Ничего не придумав, я вернулся в свой малый кабинет, Ксения принесла большой стакан сока, выпил с охотой, на донышке углядел остатки белого порошка. Не успел раствориться, не учли, что сок холодный, вязкий. Эх, Чазов, Чазов, ты хоть так стараешься пичкать меня лекарствами…

С полчаса знакомился с данными по Рязанщине. Зачистку практически закончили, но потери оказались чересчур велики. Стиснув зубы, я слушал сводки об убитых, раненых, пропавших без вести. Время от времени на экране мелькало лицо Громова, он говорил громко и убеждающе, что, если бы опоздали или чуть протянули, было бы намного хуже и неизмеримо труднее. Так что, господин президент, вы приняли единственно правильное решение, никто бы так на вашем месте не поступил, даже я, военный человек, и то струсил бы, не решился, а вы, вы…

Я сухо поблагодарил, отключился, несколько минут пытался строить стратегию взаимоотношений со странами Латинской Америки, но все время помнил о предстоящем неприятном разговоре с международным жандармом.

Внезапно вспомнился разговор о предвыборной ситуации в США. Впервые негры выдвинули своего кандидата на пост президента Соединенных Штатов. Не от демократической партии, за которую негры отдавали большинство голосов, и не от республиканской, где тоже немало негров, а от своей собственной, негритянской партии. Им пророчат полный провал, ибо если даже все-все негры проголосуют за негра, что немыслимо, то и тогда поражение, негров все-таки в США даже меньше четверти населения. Но эти аналитики, как мне кажется, упускают одну важную деталь, хорошо видную мне, русскому…

У нас, белых, есть такая неприятная особенность, следствие нашей сверхсилы, как вина перед более слабыми, более тупыми, более ленивыми, перед уродами. У нас в России это видно по тому, как в Якутии русские отдают голоса за якута, полагая, что так справедливее: хоть якут и дурак, но здесь же Якутия! – а в США немалая часть белых может отдать голоса за негра, руководствуясь ложным чувством «справедливости» и вины перед более тупыми и бедными. А если учесть, что за негра наверняка отдадут голоса все латиноамериканцы, а их в США уже больше, чем негров, то белое большинство может ждать неприятный сюрприз…

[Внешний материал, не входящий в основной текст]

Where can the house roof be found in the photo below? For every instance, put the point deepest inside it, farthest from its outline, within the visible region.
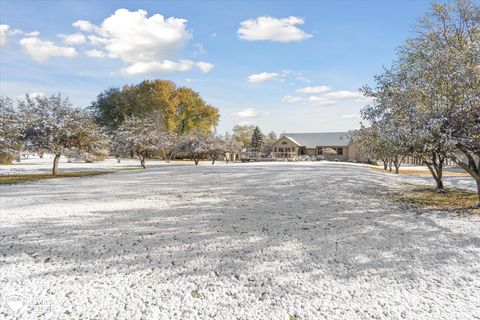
(319, 139)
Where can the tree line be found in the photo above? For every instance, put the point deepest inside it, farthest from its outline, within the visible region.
(150, 119)
(427, 104)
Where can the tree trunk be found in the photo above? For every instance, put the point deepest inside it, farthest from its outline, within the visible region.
(142, 162)
(440, 187)
(478, 192)
(436, 169)
(55, 164)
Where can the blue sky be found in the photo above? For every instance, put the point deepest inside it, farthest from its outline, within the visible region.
(292, 66)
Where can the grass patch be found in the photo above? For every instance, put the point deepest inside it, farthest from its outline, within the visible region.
(427, 197)
(24, 178)
(421, 172)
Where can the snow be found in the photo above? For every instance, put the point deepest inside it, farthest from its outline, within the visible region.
(315, 240)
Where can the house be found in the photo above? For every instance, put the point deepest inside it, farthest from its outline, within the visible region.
(330, 145)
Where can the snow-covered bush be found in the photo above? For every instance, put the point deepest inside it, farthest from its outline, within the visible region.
(53, 125)
(141, 137)
(195, 146)
(11, 131)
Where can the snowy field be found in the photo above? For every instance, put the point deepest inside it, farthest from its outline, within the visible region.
(237, 241)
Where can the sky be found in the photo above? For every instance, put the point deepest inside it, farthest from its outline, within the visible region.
(287, 66)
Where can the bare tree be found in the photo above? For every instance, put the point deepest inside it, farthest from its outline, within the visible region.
(141, 137)
(53, 125)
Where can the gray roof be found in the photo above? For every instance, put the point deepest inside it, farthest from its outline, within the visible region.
(320, 139)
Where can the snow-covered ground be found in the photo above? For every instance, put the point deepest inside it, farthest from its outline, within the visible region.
(237, 241)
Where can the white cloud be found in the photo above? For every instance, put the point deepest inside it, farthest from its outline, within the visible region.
(325, 96)
(292, 99)
(83, 25)
(344, 94)
(3, 33)
(204, 67)
(165, 66)
(31, 95)
(245, 123)
(199, 49)
(247, 113)
(73, 39)
(350, 116)
(264, 76)
(303, 79)
(41, 50)
(273, 29)
(146, 44)
(320, 101)
(94, 53)
(317, 89)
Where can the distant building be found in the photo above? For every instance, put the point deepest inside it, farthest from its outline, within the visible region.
(329, 145)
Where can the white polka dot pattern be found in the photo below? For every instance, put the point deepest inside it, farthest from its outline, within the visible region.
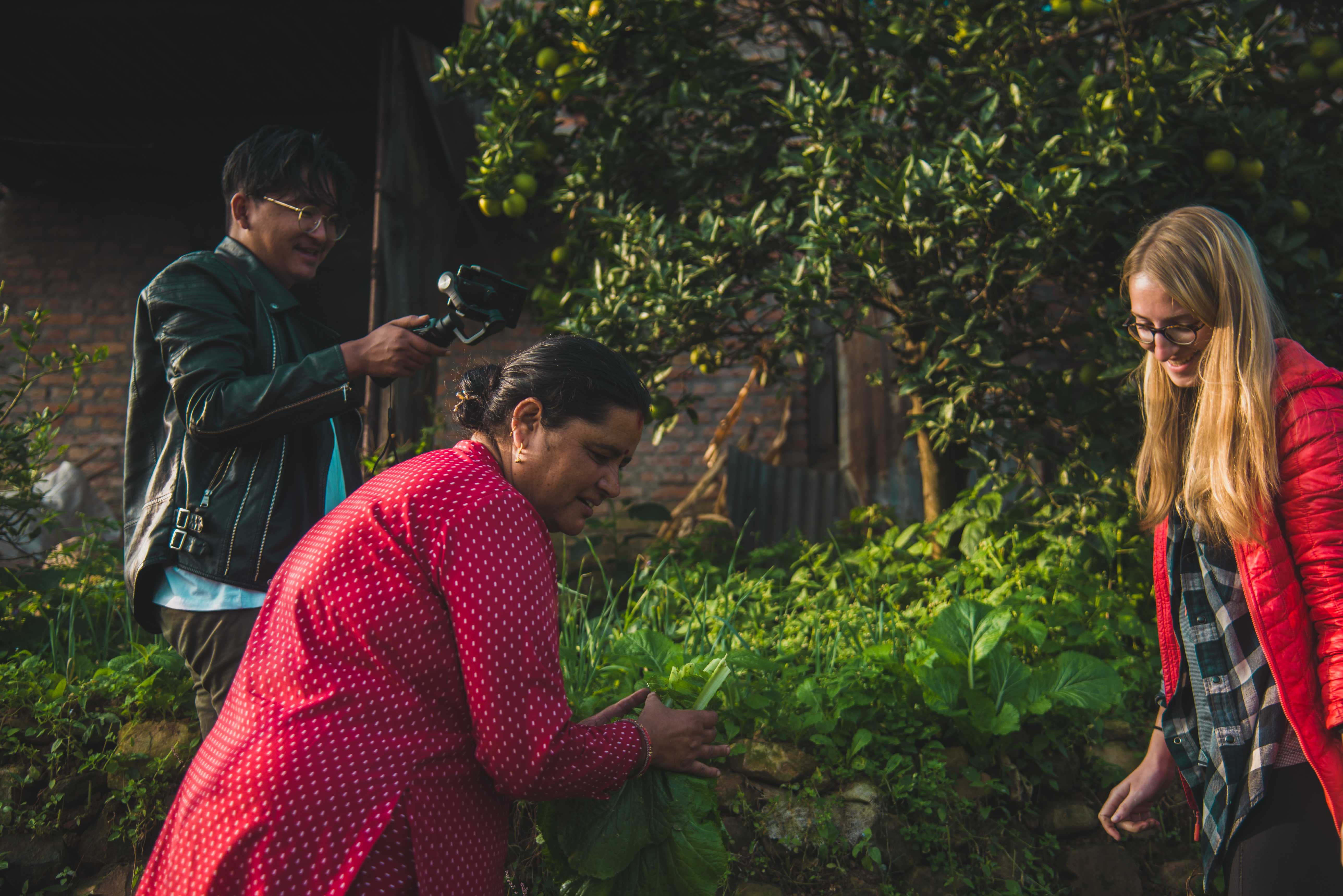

Ничего не придумав, мозг ищет спасительные лазейки в бегстве от реальности, сейчас вот возвожу на президентский трон Америки губастого негра, а через минуту уже буду летать Бэтменом и наводить справедливость во всем мире: всемогущий, бессмертный, молодой и красивый, кулаком разбивающий броню танка, взглядом прожигающий стены… озлился, отодвинул клавиатуру, поднял из кресла зад и вышел в приемную. Ксения сразу же поинтересовалась, чем может быть полезной, я спросил, где засела инициативная группа по разработке новой политики в сфере массовых коммуникаций.

Она кивнула на малый зал:

– Все там. Уже заказали пива, еще немного, и пошлют за цыганами. Петь вроде бы начинают.

– А что поют?

– Вроде бы гимн… на всякий случай. Место ведь такое!

– Я им попою, – пообещал я.

Из-за плотно прикрытой двери голоса не доносятся, здесь звукоизоляция полнейшая, я потянул за ручку на себя, открылось бесшумно, за столом человек пять моих министров, а спиной ко мне Забайкалец, стоит, покачиваясь с пяток на носки и обратно, руки по-наполеоновски скрестил на груди.

– …В замочную скважину, – услышал я его суховатый голос, – смотреть неприлично, но интересно. А раз интересно и это находит спрос в нашем демократическом обществе, то надо объявить вполне приличным. Так сказать, пойти навстречу пожеланиям простого народа. Объявить очередные свободы. Я говорю не только о вуайеризме, но… про опускание вообще.

Шандырин заметил меня в дверях, не подал виду, фыркнул:

– Да куда дальше? Уже все извращения не просто разрешены, но и рекламируются! Что еще?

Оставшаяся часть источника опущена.